The dollar index was flat at 95.472 on the day. It fell by 0.7 percent for the week, its worst weekly performance since the week of August 18. It hit a session high after Boston Fed President Eric Rosengren said he believed US short-term interest rates should be raised now and warned a decline in the jobless rate below sustainable levels could derail economic recovery.
That moved markets in early trading but the move was reversed as traders saw Rosengren's comments as simply increasing the odds of a rate hike in December, which was already priced into the dollar, analysts said. "Probabilities (for a rate hike) are now very firmly in December," said Karl Schamotta, director of FX strategy at Cambrdige Global Payments in Toronto. "So that gives traders a good three-month window to pick up nickels in front of the steamroller."
Rosengren was one of three members of the Federal Open Market Committee to dissent at this week's policy meeting that left rates unchanged at a range of 0.25 to 0.50 percent. Sterling fell 1 percent against the dollar, sliding below $1.30, weighed by further Brexit uncertainty after comments from UK Prime Minister Theresa May reported by The Independent that contrasted a statement by Foreign Minister Boris Johnson on when the country would begin its exit from the European Union.

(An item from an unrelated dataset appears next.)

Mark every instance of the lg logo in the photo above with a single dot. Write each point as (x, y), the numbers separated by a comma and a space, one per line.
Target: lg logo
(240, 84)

That report and others over the past few weeks about the British government's handling of the process "are making markets comfortable to stick with sterling shorts," said Vassili Serebriakov, FX strategist at Credit Agricole Corporate & Investment Bank. The dollar rose by 1 percent against the Canadian dollar after surprisingly weak inflation and retail sales data that suggested Canada could be facing lower growth and higher unemployment. "We could be looking at weakness in economic fundamentals and the currency in the next couple of months," Cambridge's Schamotta said.